Tous en scène de Vincente Minnelli (1953) :Un danseur sur le retour (Fred Astaire, quand même) est pressenti pour rejouer dans une comédie musicale. Mais rien ne va : le metteur en scène se la joue moderniste, et la partenaire d’Astaire (Cyd Charisse) est imbuvable et vient de la danse classique. Tout s’arrangera bien évidemment. Minnelli s’amuse cette fois-ci – sur ce scénario d’école… – à parodier la comédie musicale, en en pervertissant tous les poncifs. Tout en réalisant bel et bien une vraie comédie musicale.
La parade dansée à Central Park entre Astaire et Charisse est une métaphore à peine voilée du rapport sexuel (et un des plus beaux moments de cinéma ever). Avec pour pic final un plan en plongée sur les deux visages en plongée des danseurs qui s’affalent sur le siège d’une calèche dans un délassement de tout le corps post-coït. La scène a par ailleurs très nettement inspiré le pas de deux sur Mulholland Drive entre Gosling et Stone dans La La Land.

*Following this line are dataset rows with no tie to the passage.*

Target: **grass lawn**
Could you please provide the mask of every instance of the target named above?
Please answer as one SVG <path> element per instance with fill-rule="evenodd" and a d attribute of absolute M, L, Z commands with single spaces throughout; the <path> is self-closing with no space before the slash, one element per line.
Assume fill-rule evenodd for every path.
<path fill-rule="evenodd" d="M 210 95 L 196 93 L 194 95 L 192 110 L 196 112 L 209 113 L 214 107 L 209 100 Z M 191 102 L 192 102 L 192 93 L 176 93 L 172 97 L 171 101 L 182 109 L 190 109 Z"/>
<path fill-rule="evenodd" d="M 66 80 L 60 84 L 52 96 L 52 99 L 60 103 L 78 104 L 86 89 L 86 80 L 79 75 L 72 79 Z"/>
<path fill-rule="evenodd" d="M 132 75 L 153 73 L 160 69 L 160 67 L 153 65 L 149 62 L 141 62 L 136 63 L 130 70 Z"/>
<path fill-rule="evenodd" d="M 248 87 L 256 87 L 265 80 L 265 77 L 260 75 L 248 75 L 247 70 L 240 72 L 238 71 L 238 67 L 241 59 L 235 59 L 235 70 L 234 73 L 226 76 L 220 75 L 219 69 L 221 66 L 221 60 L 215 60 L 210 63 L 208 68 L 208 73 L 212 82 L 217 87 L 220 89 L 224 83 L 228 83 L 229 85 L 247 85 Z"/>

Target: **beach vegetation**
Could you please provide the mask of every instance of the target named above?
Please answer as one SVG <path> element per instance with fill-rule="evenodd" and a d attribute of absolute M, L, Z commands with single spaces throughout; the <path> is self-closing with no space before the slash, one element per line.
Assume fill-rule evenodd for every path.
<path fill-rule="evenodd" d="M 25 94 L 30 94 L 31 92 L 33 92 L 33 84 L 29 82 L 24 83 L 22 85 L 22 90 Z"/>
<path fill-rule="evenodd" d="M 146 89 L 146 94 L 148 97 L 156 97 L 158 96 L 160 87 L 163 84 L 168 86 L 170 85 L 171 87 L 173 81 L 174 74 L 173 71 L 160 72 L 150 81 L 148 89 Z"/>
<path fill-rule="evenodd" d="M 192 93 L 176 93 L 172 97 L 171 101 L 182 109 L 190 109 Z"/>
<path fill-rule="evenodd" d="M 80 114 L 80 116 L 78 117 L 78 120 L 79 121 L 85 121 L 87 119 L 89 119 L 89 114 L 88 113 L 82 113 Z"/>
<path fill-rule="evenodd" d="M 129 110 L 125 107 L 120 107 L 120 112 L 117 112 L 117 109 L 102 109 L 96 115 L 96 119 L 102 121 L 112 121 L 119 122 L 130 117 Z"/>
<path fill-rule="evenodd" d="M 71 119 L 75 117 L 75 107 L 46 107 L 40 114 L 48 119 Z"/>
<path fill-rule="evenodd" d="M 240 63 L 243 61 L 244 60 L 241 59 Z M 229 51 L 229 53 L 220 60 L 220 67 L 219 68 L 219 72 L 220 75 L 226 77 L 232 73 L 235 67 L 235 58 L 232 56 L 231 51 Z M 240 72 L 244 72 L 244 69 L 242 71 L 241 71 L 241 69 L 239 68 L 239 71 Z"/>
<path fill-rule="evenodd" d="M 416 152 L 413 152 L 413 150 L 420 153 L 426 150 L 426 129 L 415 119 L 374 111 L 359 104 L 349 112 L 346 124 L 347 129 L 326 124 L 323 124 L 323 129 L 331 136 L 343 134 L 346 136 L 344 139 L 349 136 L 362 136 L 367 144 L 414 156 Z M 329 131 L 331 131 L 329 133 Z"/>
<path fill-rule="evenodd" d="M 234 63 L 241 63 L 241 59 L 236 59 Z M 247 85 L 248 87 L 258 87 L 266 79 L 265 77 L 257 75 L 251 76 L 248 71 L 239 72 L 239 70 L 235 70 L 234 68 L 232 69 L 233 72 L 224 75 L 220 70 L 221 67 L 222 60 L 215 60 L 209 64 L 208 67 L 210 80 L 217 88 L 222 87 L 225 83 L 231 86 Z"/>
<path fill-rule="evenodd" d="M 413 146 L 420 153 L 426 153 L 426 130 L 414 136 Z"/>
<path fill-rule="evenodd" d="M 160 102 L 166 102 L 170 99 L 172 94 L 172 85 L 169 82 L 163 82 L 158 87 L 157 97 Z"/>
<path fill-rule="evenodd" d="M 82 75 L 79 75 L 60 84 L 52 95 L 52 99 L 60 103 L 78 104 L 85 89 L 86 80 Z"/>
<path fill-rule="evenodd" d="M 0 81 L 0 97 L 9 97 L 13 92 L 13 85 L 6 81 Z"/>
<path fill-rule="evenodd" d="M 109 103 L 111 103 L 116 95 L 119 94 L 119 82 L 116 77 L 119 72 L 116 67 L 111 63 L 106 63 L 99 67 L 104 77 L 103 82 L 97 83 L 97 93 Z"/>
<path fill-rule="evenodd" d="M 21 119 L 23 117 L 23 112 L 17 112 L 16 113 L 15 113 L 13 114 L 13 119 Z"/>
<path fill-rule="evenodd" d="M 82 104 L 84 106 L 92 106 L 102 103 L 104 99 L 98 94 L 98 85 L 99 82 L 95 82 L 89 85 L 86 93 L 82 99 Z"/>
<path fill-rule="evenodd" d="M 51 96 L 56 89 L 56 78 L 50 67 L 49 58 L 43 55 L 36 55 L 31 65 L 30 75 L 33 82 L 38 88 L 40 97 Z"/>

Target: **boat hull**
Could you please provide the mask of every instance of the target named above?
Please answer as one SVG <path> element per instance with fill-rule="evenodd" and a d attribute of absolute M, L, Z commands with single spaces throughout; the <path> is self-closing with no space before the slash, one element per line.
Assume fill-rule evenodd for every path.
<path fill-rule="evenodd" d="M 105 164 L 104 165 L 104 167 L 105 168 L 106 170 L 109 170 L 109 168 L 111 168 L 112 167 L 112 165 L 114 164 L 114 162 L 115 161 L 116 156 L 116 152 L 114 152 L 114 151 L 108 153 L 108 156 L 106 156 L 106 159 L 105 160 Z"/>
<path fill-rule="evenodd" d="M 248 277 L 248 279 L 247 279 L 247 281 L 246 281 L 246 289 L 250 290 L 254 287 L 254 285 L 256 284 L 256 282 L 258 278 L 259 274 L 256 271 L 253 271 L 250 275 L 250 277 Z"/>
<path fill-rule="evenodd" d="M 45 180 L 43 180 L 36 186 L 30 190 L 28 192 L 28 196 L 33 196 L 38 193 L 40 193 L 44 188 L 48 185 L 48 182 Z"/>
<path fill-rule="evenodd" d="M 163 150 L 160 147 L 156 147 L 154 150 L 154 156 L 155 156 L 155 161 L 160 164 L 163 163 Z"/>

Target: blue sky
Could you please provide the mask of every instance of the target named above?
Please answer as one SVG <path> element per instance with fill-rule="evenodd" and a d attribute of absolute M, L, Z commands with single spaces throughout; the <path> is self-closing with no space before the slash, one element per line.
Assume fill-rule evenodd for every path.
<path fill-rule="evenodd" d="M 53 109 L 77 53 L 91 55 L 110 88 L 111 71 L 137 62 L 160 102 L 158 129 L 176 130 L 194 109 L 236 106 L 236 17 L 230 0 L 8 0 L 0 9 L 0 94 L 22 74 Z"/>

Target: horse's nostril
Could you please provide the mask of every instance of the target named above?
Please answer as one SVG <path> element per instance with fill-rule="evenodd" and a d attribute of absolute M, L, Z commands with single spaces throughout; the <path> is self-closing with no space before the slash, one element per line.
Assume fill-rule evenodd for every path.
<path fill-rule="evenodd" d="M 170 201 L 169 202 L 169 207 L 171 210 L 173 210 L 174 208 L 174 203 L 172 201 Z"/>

Les hommes préfèrent les blondes d’Howard Hawks (1953) :
Deux amies danseuses de revue : une blonde (Marilyn Monroe) sur le point de se marier avec un milliardaire (Diamonds are a girl’s best friend), la brune (Jane Russell). Hawks met les pieds dans le plat : celui du sexe et de l’argent. Finit les grands serments d’amour : Les hommes préfèrent les blondes sort définitivement la comédie musicale de la romance.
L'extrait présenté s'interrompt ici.